Über 500 Belgier, vier von fünf sind Flamen, haben im letzten Jahr nach Angaben des Vereins „Recht auf würdiges Sterben“ von dem Gesetz Gebrauch gemacht. Seitdem der angesehene, an Alzheimer erkrankte Schriftsteller Hugo Claus („Der Kummer von Belgien“) im letzten Frühjahr durch aktive Sterbehilfe aus dem Leben schied, ist die Nachfrage deutlich gestiegen. „Wir brechen ein großes Tabu, die Menschen in Belgien sprechen über den Tod“, sagt Jacqueline Herremans, die Vorsitzende des wallonischen „Vereins für das Recht auf ein würdiges Sterben“. „Es geht nicht ums Töten, sondern darum bis zur letzten Sekunde Herr über sein Leben zu sein.“
Im Fall von Amelie Van Esbeen jedoch weigern sich die Ärzte, aktive Sterbehilfe zu gewähren.
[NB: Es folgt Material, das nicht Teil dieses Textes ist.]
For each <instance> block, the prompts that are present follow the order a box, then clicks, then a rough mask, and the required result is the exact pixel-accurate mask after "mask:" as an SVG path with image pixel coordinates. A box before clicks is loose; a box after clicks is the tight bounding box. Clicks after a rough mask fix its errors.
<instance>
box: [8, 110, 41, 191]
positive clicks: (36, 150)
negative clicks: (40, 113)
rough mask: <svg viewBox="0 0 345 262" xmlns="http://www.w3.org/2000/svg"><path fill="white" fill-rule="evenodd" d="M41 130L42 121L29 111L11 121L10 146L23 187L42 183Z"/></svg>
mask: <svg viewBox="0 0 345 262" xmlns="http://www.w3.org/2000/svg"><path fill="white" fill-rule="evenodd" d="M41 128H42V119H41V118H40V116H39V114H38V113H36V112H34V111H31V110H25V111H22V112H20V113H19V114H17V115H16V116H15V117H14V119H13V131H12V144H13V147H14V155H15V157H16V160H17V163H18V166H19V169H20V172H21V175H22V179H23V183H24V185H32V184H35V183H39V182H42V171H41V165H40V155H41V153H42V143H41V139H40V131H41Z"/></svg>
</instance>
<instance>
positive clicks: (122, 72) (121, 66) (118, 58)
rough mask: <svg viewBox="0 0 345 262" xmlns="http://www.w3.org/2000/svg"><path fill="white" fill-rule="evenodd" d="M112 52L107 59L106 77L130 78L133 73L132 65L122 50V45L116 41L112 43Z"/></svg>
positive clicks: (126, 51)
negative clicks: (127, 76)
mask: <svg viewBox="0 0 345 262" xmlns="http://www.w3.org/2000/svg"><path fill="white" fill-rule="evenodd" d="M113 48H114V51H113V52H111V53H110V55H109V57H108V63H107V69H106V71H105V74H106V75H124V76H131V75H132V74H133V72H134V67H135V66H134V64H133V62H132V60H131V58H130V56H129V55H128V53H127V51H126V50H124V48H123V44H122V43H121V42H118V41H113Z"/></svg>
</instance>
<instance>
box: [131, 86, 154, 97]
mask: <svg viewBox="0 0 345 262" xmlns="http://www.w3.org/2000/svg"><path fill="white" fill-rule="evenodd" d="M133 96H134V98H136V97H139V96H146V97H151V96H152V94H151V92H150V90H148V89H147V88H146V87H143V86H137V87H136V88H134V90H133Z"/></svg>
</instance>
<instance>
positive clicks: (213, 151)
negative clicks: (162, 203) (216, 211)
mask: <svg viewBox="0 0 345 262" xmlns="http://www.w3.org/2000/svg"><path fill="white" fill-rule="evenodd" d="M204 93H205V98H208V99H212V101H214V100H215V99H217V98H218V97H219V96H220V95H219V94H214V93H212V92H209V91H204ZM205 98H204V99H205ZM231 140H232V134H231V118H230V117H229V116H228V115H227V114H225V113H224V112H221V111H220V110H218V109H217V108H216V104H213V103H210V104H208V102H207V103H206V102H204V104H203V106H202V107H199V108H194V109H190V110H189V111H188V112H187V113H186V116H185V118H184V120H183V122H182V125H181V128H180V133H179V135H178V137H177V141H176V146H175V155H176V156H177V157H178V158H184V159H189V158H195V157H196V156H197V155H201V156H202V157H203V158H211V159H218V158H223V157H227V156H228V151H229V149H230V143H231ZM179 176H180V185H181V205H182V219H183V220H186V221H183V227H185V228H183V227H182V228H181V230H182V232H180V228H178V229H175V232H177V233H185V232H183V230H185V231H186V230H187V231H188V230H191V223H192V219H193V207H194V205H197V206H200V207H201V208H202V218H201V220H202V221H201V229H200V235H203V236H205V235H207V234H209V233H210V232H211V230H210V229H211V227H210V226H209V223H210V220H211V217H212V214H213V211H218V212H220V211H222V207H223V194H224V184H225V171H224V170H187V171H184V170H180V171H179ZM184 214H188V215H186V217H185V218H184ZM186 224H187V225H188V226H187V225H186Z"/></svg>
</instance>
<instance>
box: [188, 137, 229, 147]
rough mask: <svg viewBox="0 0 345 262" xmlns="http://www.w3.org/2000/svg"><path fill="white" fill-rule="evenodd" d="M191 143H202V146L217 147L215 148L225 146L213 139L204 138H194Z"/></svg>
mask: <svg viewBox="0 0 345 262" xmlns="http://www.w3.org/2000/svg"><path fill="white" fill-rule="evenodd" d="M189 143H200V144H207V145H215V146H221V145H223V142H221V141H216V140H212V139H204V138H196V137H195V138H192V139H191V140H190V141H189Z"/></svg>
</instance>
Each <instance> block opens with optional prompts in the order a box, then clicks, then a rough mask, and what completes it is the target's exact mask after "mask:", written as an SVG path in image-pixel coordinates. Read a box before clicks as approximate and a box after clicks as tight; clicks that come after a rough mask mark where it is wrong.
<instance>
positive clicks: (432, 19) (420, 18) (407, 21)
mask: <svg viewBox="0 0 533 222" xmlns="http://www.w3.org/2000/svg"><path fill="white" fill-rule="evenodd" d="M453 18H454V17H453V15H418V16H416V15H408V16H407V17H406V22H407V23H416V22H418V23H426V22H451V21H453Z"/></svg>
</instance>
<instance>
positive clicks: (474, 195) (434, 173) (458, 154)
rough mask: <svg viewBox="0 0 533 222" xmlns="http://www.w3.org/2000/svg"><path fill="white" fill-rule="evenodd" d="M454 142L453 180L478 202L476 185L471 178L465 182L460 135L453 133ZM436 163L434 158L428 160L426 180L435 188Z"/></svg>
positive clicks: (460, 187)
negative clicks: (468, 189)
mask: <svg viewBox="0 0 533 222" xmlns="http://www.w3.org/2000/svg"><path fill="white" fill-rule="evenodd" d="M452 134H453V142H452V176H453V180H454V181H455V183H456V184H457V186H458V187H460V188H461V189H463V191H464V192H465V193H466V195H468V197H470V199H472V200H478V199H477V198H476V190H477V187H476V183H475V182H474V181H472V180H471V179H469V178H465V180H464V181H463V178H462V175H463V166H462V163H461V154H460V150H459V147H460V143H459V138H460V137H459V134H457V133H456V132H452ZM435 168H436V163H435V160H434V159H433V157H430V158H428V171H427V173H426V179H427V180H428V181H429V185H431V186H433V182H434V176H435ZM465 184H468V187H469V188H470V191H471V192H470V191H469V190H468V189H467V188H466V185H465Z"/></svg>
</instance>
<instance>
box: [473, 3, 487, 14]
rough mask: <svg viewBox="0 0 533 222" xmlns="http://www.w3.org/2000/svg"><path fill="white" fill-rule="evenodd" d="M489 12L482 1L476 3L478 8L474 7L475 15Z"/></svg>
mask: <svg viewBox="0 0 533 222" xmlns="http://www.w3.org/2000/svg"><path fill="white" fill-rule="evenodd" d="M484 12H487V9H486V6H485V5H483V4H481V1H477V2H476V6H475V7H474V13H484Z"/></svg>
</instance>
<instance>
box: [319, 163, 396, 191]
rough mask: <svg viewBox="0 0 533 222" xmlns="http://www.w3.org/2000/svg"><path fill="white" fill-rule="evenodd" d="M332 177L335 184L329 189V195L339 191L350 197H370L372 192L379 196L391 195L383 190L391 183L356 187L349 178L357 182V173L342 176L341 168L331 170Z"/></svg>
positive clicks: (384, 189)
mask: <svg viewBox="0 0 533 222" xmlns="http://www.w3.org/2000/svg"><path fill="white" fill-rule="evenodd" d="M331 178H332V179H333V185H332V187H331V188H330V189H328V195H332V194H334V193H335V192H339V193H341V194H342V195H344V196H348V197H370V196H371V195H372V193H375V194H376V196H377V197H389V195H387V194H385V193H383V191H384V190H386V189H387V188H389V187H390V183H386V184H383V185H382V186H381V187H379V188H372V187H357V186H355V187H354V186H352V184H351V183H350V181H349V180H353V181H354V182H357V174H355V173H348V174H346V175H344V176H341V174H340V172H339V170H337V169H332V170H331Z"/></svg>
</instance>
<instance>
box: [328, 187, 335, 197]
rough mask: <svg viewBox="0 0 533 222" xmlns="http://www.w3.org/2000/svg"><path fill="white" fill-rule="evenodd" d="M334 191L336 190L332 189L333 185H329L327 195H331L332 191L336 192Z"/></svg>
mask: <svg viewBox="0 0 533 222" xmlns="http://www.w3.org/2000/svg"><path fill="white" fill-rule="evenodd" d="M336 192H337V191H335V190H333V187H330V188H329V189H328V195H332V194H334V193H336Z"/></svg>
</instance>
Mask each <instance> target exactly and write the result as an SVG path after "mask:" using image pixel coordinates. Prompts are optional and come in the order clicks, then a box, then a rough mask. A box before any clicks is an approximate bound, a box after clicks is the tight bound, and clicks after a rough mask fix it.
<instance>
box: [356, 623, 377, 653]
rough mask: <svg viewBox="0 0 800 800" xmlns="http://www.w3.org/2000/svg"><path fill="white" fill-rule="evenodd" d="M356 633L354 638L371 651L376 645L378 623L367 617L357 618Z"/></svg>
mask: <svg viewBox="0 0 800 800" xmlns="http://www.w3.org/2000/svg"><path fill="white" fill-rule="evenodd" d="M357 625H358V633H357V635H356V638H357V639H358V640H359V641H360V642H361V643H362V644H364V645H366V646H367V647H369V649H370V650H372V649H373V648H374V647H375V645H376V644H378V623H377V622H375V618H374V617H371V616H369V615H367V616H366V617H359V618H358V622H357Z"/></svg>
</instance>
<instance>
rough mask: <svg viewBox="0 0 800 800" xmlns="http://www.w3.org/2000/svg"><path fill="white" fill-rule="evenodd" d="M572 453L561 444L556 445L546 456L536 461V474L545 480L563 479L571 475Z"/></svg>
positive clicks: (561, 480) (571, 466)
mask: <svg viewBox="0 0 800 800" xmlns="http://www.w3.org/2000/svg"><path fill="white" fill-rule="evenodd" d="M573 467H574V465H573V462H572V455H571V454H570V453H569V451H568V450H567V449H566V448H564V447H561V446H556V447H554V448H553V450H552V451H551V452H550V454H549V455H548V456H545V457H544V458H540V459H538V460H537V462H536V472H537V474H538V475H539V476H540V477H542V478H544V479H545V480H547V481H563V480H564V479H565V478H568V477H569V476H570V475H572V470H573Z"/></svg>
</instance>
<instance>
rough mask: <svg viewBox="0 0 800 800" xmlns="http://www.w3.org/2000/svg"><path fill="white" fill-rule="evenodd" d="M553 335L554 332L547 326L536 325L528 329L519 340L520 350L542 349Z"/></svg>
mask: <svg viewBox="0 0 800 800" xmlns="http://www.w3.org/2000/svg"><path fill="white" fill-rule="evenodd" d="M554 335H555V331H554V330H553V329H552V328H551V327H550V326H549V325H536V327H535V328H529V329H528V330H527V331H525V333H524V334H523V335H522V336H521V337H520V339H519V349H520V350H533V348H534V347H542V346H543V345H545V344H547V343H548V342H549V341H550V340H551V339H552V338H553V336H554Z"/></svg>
Zwar hat die 93-Jährige längst abgeschlossen mit dem Hier und Jetzt und seit Monaten fleht sie nach der erlösenden Spritze, aber die Ärzte halten Amelie Van Esbeen nicht für unheilbar krank. Und so findet sich kein Arzt, kein Psychiater, der bereit ist, seine Unterschrift unter ihren Sterbehilfe-Antrag zu setzen. Ihre Verzweifelung, berichtet Enkel Danny, sei inzwischen so groß, dass sie in der letzten Woche versucht habe, sich die Pulsadern aufzuschneiden.
Die engsten Angehörigen auf ihrer Seite
Die engsten Angehörigen, ihre Tochter, acht Enkel und neun Urenkel, weiß die 93-Jährige auf ihrer Seite. „Meine Mutter wird in den nächsten Wochen sterben, warum muss ihr sinnloses Leiden noch verlängert werden?“, fragt die Tochter.
Mitarbeiter des Pflegedienstes, berichten die Reporter von „Het Nieuwsblad“, stellen ihr jeden Tag Essen ans Bett, zum Beispiel eine Scheibe Brot und ein Yoghurt. Doch Amelie Van Esbeen, fest entschlossen den Hungerstreik bis zum bitteren Ende zu führen, bleibt eisern. Sie rührt nichts davon an.